Capt. John, I have paid for your services for several years now and today much to my surprise I made a phone call and received a one year extension from you. Never had to wait and was done in less than three minutes. Never have done business with the other guy, and never will, why would anyone, your service and customer commitment is top shelf, thank you and you will have my renewal on my dime next year.


----------



## welldoya (Oct 5, 2007)

Heck, they called ME. And I don't ever leave the pass. Great deal.


----------



## Stoker1 (Feb 17, 2014)

Got mine while sitting at the DMV to register the new boat. How coincidental 

Funny, but I called my bud and told him. He's like 'yeah, April fools'...


----------



## Chapman5011 (Mar 7, 2013)

Got mine. 
Thanks captain ward for putting this up on the forum . 
I've had Seatow for 5 years now. Renewed mine for 12 more months. 
I'm a true fan of Seatow . And always recommend the service to all my boating buddies.


----------



## WhyMe (Apr 21, 2013)

Damn. I'm needing to renew my membership. I guess I'm to late. 
Whyme

Damn work.


----------



## Fast Eddie (Jun 17, 2015)

I am curious as to how many memberships and extensions they gave away in two hours. This was a very nice gesture, first class.


----------



## Reel Sick (May 4, 2009)

If this is real its awesome, but if its a belated April Fools Joke its funny lol. Everyone including me will get a letter in the mail saying April fools but you can sign up for X amount of $ lol.
Thanks either way fool or not.
Tight Lines,


----------



## Jason (Oct 2, 2007)

Reel Sick said:


> If this is real its awesome, but if its a belated April Fools Joke its funny lol. Everyone including me will get a letter in the mail saying April fools but you can sign up for X amount of $ lol.
> Thanks either way fool or not.
> Tight Lines,



It would make me feel better, ifin it weren't true!!! Maybe I'll do a GoFundMe to re-coop my 2 bills I spent the other day renewing mine!!!:shifty:


----------



## DreamWeaver21 (Oct 3, 2007)

When something sounds too good to be true...

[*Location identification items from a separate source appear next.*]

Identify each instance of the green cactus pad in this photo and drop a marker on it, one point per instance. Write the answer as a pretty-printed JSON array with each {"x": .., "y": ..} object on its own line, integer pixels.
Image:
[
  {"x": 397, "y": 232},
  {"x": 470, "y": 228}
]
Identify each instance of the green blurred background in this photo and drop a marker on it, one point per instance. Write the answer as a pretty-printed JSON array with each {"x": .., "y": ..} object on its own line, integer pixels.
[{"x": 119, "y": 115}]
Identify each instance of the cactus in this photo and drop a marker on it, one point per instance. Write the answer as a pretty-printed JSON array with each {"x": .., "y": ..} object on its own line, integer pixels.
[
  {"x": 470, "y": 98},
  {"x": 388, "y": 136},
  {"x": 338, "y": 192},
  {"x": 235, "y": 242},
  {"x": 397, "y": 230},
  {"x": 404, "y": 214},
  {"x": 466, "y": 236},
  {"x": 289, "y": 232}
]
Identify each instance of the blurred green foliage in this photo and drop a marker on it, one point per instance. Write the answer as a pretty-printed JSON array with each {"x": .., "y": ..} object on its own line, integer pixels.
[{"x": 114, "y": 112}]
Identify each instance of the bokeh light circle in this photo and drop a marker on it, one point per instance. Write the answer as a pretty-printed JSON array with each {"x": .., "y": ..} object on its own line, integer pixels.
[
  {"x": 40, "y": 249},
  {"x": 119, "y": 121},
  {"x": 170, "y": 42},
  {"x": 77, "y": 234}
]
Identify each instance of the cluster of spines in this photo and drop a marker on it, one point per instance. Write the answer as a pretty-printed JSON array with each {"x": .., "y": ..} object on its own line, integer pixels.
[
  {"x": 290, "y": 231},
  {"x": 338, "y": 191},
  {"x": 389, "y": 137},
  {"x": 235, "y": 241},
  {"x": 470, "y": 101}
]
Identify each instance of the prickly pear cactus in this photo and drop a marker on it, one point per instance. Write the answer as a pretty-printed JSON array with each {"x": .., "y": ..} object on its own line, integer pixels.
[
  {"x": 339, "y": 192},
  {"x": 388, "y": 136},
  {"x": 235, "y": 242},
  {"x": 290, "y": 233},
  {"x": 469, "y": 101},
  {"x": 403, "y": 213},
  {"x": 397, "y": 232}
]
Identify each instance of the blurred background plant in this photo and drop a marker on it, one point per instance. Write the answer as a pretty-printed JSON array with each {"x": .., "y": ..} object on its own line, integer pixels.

It might be true anyhow? I called and gave them my member number. They said they would take care of it. COOL


----------



## [email protected] (Feb 11, 2009)

We are still counting the final numbers for new memberships/extensions. I want to thank everyone for there cooperation, my office staff was processing the calls as fast as they could. For the few that left messages and didn't call back in, we have your message and will be contacting you to take care of your Free membership as well. Thanks for all the support. If you didn't get a chance to take advantage of this opportunity. We will be running specials all summer long so give us a call.

Capt John Ward
Sea Tow Destin/Pensacola/Orange Beach
850-492-5070


----------



## RonA (Jul 8, 2012)

[email protected] said:


> We are still counting the final numbers for new memberships/extensions. I want to thank everyone for there cooperation, my office staff was processing the calls as fast as they could. For the few that left messages and didn't call back in, we have your message and will be contacting you to take care of your Free membership as well. Thanks for all the support. If you didn't get a chance to take advantage of this opportunity. We will be running specials all summer long so give us a call.
> 
> Capt John Ward
> Sea Tow Destin/Pensacola/Orange Beach
> 850-492-5070


My Sea Tow just expired. THOUGHT this was an April Fool joke and did not take advantage... hurry up specials


----------



## Hound_dog (Dec 18, 2010)

Just got a confirmation email for the renewal. Thanks again.


----------



## Sequoiha (Sep 28, 2007)

I called and couldn't get through, oh well I tried,


----------



## Deeplines (Sep 28, 2007)

Me to Kenny, I will admit though I did call to close to the 1600 time frame. By that time every one read it wasn't an April Fools joke and was trying to get in.


----------



## MrFish (Aug 21, 2009)

No belated April Fools here.


----------



## murfpcola (Aug 28, 2012)

RonA said:


> My Sea Tow just expired. THOUGHT this was an April Fool joke and did not take advantage... hurry up specials


I did not think it was a joke for a second. Capt John and all his folks have always been stand up people every time I have dealt with them. Great business right there! Thanks again!


----------



## jspooney (Oct 2, 2007)

I called right at 2 and a guy took my info. I heard a few other people in the background talking on the phone. Am I supposed to get an email? I thought he said Seatow would mail me something, but haven't seen anything yet.


----------



## MrFish (Aug 21, 2009)

jspooney said:


> I called right at 2 and a guy took my info. I heard a few other people in the background talking on the phone. Am I supposed to get an email? I thought he said Seatow would mail me something, but haven't seen anything yet.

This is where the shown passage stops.